Although the role of nitric oxide (NO) in the modulation of vascular tone has been studied and well understood, its potential role in the control of myocardial metabolism is only recently evident. Several lines of evidence indicate that NO regulates myocardial glucose metabolism; however, the details and mechanisms responsible are still unknown. The aim of this study was to further define the role of NO in the control of myocardial glucose metabolism and the nitric oxide synthase (NOS) isoform responsible using transgenic animals lacking endothelial NOS (ecNOS). In the present study, we examined the regulation of myocardial glucose uptake using isometrically contracting Langendorff-perfused hearts from normal mice (C57BL/6J), mice with defects in the expression of ecNOS [ecNOS (-/-)], and its heterozygote [ecNOS (+/-)], and wild-type mice [ecNOS (+/+)] (n=6, respectively). In hearts from normal mice, little myocardial glucose uptake was observed. This myocardial glucose uptake increased significantly in the presence of N(omega)-nitro-L-arginine methyl ester (L-NAME). Similarly, in the hearts from ecNOS (-/-), glucose uptake was much greater than in normal mice, whereas myocardial glucose uptake of ecNOS (+/-) and ecNOS (+/+) mice was not different from normal mice. In addition, myocardial glucose uptake of ecNOS (+/-) and ecNOS (+/+) mice increased significantly in the presence of L-NAME. At a workload of 800 g. beats/min, L-NAME increased glucose uptake from 0.1+/-0.1 to 3+/-0.4 microg/min x mg in ecNOS (+/-) mice and from 0.2+/-0.1 to 2.7+/-0.7 microg/min x mg in ecNOS (+/+) mice. Furthermore, in the hearts from ecNOS (-/-) mice, 8-bromoguanosine 3':5'-cyclic monophosphate (8-Br-cGMP), a cGMP analog or S-nitroso-N-acetylpenicillamine (SNAP), a NO donor essentially shut off glucose uptake, and in hearts from ecNOS (+/-) mice, 1H-[1,2,4]oxadiazolo[4,3,-a]quinoxalin-1-one (ODQ), an inhibitor of cGMP, increased the glucose uptake significantly. These results indicate clearly that cardiac NO production regulates myocardial glucose uptake via a cGMP-dependent mechanism and strongly suggest that ecNOS plays a pivotal role in this regulation. These findings may be important in the understanding of the pathogenesis of the diseases such as ischemic heart disease, heart failure, diabetes mellitus, hypertension, and hypercholesterolemia, in which NO synthesis is altered and substrate utilization by the heart changes.

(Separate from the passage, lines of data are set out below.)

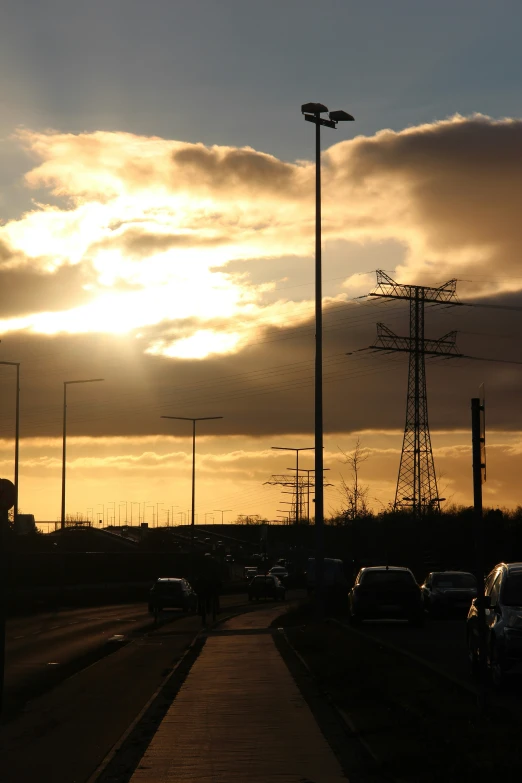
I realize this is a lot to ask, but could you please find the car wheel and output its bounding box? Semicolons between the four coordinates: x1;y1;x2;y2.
468;631;479;679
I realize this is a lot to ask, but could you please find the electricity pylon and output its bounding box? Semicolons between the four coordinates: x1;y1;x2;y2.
263;473;308;521
370;269;462;516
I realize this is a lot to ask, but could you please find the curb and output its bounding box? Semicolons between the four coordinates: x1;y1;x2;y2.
85;608;258;783
277;628;394;783
85;631;200;783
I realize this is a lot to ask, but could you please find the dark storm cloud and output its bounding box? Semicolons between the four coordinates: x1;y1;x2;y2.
1;290;522;448
172;144;299;197
325;115;522;290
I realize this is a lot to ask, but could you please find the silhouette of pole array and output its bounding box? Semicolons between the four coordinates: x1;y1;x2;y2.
370;270;463;516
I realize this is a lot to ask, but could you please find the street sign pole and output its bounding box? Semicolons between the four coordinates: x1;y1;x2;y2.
0;479;17;712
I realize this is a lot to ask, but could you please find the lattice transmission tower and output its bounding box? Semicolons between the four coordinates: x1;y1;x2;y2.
264;473;315;524
370;269;462;516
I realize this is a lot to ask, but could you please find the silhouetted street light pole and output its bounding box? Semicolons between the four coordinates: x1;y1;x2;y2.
161;416;223;541
272;446;315;525
214;508;232;525
0;362;20;525
301;103;354;604
61;378;104;530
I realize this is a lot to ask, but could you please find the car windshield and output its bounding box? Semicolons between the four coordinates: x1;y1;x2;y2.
502;573;522;606
433;574;477;588
154;582;181;593
361;571;415;587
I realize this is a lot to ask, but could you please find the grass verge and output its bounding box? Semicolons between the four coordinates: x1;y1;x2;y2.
274;604;522;783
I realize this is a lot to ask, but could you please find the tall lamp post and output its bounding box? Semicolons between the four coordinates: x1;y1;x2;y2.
0;362;20;525
301;103;354;606
272;446;312;525
160;416;223;540
61;378;104;530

尽管一氧化氮(NO)在调节血管张力方面的作用已得到研究并被充分理解,但其在控制心肌代谢中的潜在作用直到最近才显现出来。多条证据表明,NO调节心肌葡萄糖代谢;然而,具体细节和相关机制仍不清楚。本研究的目的是利用缺乏内皮型一氧化氮合酶(ecNOS)的转基因动物,进一步明确NO在控制心肌葡萄糖代谢中的作用以及负责的一氧化氮合酶(NOS)同工型。在本研究中,我们使用来自正常小鼠(C57BL/6J)、ecNOS表达有缺陷的小鼠[ecNOS(-/-)]及其杂合子[ecNOS(+/-)]和野生型小鼠[ecNOS(+/+)](每组n = 6)的等长收缩的Langendorff灌注心脏,研究了心肌葡萄糖摄取的调节情况。在正常小鼠的心脏中,观察到心肌葡萄糖摄取很少。在存在N(ω)-硝基-L-精氨酸甲酯(L-NAME)的情况下,这种心肌葡萄糖摄取显著增加。同样,在ecNOS(-/-)小鼠的心脏中,葡萄糖摄取比正常小鼠大得多,而ecNOS(+/-)和ecNOS(+/+)小鼠的心肌葡萄糖摄取与正常小鼠没有差异。此外,在存在L-NAME的情况下,ecNOS(+/-)和ecNOS(+/+)小鼠的心肌葡萄糖摄取显著增加。在800 g·次/分钟的工作负荷下,L-NAME使ecNOS(+/-)小鼠的葡萄糖摄取从0.1±0.1增加到3±0.4 μg/分钟·毫克,使ecNOS(+/+)小鼠的葡萄糖摄取从0.2±0.1增加到2.7±0.7 μg/分钟·毫克。此外,在ecNOS(-/-)小鼠的心脏中,cGMP类似物8-溴鸟苷3':5'-环一磷酸(8-Br-cGMP)或NO供体S-亚硝基-N-乙酰青霉胺(SNAP)基本上阻断了葡萄糖摄取,而在ecNOS(+/-)小鼠的心脏中,cGMP抑制剂1H-[1,2,4]恶二唑并[4,3,-a]喹喔啉-1-酮(ODQ)显著增加了葡萄糖摄取。这些结果清楚地表明,心脏NO的产生通过cGMP依赖性机制调节心肌葡萄糖摄取,并强烈表明ecNOS在这种调节中起关键作用。这些发现对于理解诸如缺血性心脏病、心力衰竭、糖尿病、高血压和高胆固醇血症等疾病的发病机制可能很重要,在这些疾病中,NO合成发生改变,心脏的底物利用也发生变化。